Upon the approval of a legally sufficient plan, and in no event later than November 7, 1972, a new and final election shall be held in accordance with state law in the five supervisors' districts for the selection of a board of supervisors in compliance with the one man, one vote mandate of the United States Constitution. On the basis of recent Fifth Circuit cases, Hall v. Issaquena County Board of Supervisors, No. 71-2312, Slip Opinion July 29, 1971, and Howard v. Adams County Board of Supervisors, No. 71-2361, Slip Opinion July 29, 1971, supervisors to be elected at large in November 1971 from the presently malapportioned districts shall not serve for the regular four-year term of office but only provisionally, and for the period of time needed to arrange for the new election and until their successors shall have been legally chosen and qualified. Those supervisors elected pursuant to the order of this court approving the new redistricting plan shall assume and hold the offices to which they are elected within thirty days after such election.

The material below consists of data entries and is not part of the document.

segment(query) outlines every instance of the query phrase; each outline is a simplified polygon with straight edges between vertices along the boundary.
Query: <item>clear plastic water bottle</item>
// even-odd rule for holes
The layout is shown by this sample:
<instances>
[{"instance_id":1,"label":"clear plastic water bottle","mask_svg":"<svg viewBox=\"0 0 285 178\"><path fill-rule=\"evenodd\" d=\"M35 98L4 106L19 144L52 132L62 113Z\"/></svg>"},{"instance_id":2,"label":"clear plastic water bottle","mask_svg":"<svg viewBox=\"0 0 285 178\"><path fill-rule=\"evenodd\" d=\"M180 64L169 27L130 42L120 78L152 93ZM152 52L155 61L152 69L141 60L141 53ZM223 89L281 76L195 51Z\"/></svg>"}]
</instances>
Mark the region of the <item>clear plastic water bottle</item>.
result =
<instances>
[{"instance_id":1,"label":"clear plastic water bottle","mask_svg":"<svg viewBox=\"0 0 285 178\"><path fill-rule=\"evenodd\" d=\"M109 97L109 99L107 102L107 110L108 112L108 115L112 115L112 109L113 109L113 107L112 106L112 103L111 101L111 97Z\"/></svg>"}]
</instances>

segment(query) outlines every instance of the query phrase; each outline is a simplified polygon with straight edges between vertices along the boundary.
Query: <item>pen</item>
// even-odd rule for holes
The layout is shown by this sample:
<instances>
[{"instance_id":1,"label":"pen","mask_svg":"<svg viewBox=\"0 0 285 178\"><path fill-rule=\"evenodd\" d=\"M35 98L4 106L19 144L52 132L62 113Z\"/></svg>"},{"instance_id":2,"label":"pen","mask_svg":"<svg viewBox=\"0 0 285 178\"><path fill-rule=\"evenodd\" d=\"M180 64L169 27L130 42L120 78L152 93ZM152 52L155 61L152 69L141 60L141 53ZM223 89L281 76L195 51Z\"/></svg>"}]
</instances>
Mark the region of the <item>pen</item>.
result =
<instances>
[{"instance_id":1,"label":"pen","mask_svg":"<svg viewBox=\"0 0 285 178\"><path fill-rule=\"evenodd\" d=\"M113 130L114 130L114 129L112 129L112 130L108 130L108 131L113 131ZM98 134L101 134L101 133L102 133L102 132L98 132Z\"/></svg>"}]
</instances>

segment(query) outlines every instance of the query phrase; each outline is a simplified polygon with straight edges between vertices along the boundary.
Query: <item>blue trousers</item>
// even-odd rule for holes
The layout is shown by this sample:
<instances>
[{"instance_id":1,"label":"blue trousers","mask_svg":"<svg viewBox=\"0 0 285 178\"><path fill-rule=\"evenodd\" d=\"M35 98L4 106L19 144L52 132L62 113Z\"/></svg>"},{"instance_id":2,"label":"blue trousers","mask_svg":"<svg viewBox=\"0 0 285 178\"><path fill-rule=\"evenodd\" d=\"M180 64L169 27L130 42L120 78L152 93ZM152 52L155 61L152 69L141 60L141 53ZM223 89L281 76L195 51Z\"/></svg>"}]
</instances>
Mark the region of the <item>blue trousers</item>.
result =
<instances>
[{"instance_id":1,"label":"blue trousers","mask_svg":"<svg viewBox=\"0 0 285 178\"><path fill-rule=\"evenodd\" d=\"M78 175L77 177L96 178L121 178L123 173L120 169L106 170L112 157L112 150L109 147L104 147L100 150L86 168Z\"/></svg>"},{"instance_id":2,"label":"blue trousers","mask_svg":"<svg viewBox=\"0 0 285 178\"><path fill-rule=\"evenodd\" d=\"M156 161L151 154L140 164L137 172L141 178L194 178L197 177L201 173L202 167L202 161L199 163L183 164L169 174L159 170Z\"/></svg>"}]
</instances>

Plaintiffs' prayer for taxable costs upon the preliminary hearing is granted; the matter of counsel fees is reserved for final hearing.

The court shall retain jurisdiction to hear and determine the remaining issues.

Let an order be entered accordingly.


[1] § 2870 was amended by Chap. 290, Miss. Laws of 1966, which was approved May 27, 1966, and provided in part:

"The board of supervisors of any county may adopt an order providing that all the qualified electors of the county shall be eligible to vote for each member of the board of supervisors but each candidate shall be a resident of the district which he proposes to represent; said order to be adopted and published in a newspaper having general circulation in the county at least twelve (12) months prior to the next general election wherein said supervisors are elected."

Prior to the foregoing amendment, § 2870 provided for the election of supervisors only by districts.

[2] 42 U.S.C. § 1973c as amended June 22, 1970, P.L. 91-285, 84 Stat. 315.

[3] The 1960 census figures, although indicating that 5,000 more people then resided in the county, disclosed that the supervisors' districts were similarly malapportioned. In 1960 the county's population of 47,142 resided in districts as follows:

Beat No. 1                4,267
         2                5,497
         3               26,160
         4                6,085
         5                5,133

[4] No. 25 was Fairley v. Patterson, a Mississippi case consolidated on appeal and argued with Allen. Mississippi has been determined covered by the act. 30 Fed. Reg. 9897 (August 6, 1965).